Hillary Clinton’s optimal running mate might be Sen. Sherrod Brown of Ohio, a pro-labor populist whose selection would be balm for the bruised feelings of Bernie Sanders’s legions. Running mates rarely matter as electoral factors: In 2000, Al Gore got 43.2 percent of the North Carolina vote. In 2004, John Kerry, trying to improve upon Gore’s total there, ran with North Carolina Sen. John Edwards but received 43.6 percent. If, however, Brown were to help deliver Ohio for Clinton, the Republican path to 270 electoral votes would be narrower than a needle’s eye.
Republican voters, particularly in Indiana and California, can, by supporting Cruz, make the Republican convention a deliberative body rather than one that merely ratifies decisions made elsewhere, some of them six months earlier.

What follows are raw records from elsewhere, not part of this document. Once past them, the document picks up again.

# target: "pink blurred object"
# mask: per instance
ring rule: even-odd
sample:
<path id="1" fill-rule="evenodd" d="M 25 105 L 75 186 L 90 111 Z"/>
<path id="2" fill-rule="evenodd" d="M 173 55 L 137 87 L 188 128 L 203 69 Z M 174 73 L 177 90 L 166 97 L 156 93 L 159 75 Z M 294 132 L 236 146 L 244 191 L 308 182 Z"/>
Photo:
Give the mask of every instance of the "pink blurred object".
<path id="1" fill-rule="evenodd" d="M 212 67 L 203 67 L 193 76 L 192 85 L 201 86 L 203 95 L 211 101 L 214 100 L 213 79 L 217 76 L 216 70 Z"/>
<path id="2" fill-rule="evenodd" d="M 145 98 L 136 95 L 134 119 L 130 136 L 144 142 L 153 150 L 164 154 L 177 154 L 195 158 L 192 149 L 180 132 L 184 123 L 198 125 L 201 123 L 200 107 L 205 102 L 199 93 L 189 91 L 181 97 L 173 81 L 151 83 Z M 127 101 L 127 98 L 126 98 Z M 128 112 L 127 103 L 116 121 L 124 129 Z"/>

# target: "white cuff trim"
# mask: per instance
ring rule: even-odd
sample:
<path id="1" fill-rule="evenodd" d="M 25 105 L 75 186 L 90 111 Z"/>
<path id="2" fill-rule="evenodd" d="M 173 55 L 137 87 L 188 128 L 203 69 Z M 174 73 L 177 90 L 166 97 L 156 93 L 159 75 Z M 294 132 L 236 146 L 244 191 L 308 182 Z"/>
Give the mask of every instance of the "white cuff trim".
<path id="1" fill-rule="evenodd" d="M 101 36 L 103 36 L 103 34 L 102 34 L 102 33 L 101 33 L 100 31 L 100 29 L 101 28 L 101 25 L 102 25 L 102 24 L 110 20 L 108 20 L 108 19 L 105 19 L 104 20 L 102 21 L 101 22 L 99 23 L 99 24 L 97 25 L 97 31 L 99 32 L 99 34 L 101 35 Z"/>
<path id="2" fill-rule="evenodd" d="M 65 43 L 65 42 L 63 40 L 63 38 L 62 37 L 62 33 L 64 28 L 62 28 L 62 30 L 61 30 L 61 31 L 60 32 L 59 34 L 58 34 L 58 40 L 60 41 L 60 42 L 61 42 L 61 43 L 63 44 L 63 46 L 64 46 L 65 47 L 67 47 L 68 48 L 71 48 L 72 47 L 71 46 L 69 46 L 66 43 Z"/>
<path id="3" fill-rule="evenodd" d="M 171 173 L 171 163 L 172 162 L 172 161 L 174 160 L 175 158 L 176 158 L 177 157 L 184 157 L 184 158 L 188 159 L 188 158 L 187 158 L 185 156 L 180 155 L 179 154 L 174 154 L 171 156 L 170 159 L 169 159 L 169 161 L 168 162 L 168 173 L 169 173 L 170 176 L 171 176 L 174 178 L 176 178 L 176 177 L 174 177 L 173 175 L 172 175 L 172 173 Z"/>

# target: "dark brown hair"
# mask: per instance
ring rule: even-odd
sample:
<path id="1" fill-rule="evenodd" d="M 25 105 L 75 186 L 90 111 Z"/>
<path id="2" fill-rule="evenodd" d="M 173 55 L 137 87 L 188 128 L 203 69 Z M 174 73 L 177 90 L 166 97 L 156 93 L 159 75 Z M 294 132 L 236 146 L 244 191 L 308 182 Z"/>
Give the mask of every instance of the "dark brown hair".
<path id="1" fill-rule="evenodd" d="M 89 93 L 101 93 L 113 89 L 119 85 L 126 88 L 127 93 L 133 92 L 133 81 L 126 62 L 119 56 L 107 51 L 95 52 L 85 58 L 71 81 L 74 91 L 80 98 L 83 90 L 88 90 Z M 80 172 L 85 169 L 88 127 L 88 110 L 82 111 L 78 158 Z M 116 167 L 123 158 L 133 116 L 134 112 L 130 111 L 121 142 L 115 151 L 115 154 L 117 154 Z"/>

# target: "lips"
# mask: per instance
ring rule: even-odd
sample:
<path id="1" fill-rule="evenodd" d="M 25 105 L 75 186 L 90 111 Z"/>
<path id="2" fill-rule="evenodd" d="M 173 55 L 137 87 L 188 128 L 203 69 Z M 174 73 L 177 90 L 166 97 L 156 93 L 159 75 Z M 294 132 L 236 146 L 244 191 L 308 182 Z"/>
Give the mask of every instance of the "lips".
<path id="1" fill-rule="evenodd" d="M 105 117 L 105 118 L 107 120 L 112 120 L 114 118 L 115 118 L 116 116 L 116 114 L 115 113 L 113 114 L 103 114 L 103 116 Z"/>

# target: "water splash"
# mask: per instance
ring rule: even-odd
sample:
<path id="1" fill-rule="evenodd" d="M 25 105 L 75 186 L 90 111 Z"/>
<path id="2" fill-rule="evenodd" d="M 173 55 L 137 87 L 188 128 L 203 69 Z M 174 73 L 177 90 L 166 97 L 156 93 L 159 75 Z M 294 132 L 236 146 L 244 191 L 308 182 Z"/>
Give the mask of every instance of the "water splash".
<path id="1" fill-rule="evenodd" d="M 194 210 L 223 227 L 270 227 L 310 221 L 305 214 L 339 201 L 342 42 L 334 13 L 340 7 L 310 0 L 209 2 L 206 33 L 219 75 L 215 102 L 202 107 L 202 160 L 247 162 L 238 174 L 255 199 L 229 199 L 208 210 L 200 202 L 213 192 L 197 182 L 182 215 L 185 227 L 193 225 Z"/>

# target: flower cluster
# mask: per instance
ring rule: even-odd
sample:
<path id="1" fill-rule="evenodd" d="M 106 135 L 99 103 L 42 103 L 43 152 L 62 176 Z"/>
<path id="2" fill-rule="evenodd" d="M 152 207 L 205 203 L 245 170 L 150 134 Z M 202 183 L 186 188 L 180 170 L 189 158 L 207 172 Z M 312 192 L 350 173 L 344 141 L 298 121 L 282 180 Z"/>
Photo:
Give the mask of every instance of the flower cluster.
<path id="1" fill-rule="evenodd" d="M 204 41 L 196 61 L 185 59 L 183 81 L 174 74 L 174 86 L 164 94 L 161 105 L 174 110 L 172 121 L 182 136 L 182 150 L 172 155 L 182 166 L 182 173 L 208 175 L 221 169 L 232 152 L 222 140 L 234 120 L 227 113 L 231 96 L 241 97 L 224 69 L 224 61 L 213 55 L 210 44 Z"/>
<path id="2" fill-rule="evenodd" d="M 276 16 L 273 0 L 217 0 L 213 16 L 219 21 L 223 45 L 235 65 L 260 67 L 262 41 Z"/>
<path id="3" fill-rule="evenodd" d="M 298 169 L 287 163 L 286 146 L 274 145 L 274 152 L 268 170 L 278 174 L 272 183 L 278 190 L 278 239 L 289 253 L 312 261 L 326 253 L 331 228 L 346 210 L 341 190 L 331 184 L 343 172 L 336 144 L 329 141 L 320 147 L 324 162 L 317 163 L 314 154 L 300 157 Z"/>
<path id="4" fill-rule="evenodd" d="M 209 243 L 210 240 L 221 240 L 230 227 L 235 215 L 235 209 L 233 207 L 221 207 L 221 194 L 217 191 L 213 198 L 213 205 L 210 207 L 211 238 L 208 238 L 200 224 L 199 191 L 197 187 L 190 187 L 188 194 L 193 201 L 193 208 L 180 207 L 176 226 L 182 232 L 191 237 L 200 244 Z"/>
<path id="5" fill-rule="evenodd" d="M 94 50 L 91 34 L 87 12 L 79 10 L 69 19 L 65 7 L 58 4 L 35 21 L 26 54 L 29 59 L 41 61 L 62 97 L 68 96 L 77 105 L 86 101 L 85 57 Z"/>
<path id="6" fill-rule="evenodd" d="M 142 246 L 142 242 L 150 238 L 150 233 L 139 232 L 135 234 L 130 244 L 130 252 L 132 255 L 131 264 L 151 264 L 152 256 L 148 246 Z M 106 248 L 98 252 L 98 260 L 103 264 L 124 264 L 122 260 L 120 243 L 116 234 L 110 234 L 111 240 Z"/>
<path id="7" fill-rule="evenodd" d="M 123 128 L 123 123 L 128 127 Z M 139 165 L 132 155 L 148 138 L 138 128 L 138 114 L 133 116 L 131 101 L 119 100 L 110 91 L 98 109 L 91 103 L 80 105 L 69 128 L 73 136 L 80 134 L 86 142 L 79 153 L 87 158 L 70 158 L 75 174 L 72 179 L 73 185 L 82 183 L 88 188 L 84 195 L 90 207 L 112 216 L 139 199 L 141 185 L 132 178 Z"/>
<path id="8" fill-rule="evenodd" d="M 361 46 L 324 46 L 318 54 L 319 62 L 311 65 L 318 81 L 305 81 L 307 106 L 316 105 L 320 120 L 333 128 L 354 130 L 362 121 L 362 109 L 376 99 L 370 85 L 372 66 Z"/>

A convention’s sovereign duty is to choose a plausible nominee who has a reasonable chance to win, not to passively affirm the will of a mere plurality of voters recorded episodically in a protracted process.
Trump would be the most unpopular nominee ever, unable to even come close to Mitt Romney’s insufficient support among women, minorities and young people. In losing disastrously, Trump probably would create down-ballot carnage sufficient to end even Republican control of the House. Ticket splitting is becoming rare in polarized America: In 2012, only 5.7 percent of voters supported a presidential candidate and a congressional candidate of opposite parties.
At least half a dozen Republican senators seeking reelection and Senate aspirants can hope to win if the person at the top of the Republican ticket loses their state by, say, only four points, but not if he loses by 10. A Democratic Senate probably would guarantee a Supreme Court with a liberal cast for a generation. If Clinton is inaugurated next Jan. 20, Merrick Garland probably will already be on the court — confirmed in a lame-duck Senate session — and Justices Ruth Bader Ginsburg, Anthony M. Kennedy and Stephen G. Breyer will be 83, 80 and 78, respectively.
The minority of people who pay close attention to politics includes those who define an ideal political outcome and pursue it, and those who focus on the worst possible outcome and strive to avoid it. The former experience the excitements of utopianism, the latter settle for prudence’s mild pleasure of avoiding disappointed dreams. Both sensibilities have their uses, but this is a time for prudence, which demands the prevention of a Trump presidency.
Were he to be nominated, conservatives would have two tasks. One would be to help him lose 50 states — condign punishment for his comprehensive disdain for conservative essentials, including the manners and grace that should lubricate the nation’s civic life. Second, conservatives can try to save from the anti-Trump undertow as many senators, representatives, governors and state legislators as possible.
It was 32 years after Jimmy Carter won 50.1 percent in 1976 that a Democrat won half the popular vote. Barack Obama won only 52.9 percent and then 51.1 percent, but only three Democrats — Andrew Jackson (twice), Franklin Roosevelt (four times) and Lyndon Johnson — have won more than 53 percent. Trump probably would make Clinton the fourth, and he would be a tonic for her party, undoing the extraordinary damage (13 Senate seats, 69 House seats, 11 governorships, 913 state legislative seats) Obama has done.
If Trump is nominated, Republicans working to purge him and his manner from public life will reap the considerable satisfaction of preserving the identity of their 162-year-old party while working to see that they forgo only four years of the enjoyment of executive power. Six times since 1945 a party has tried, and five times failed, to secure a third consecutive presidential term. The one success — the Republicans’ 1988 election of George H.W. Bush — produced a one-term president. If Clinton gives her party its first 12 consecutive White House years since 1945, Republicans can help Nebraska Sen. Ben Sasse, or someone else who has honorably recoiled from Trump, confine her to a single term.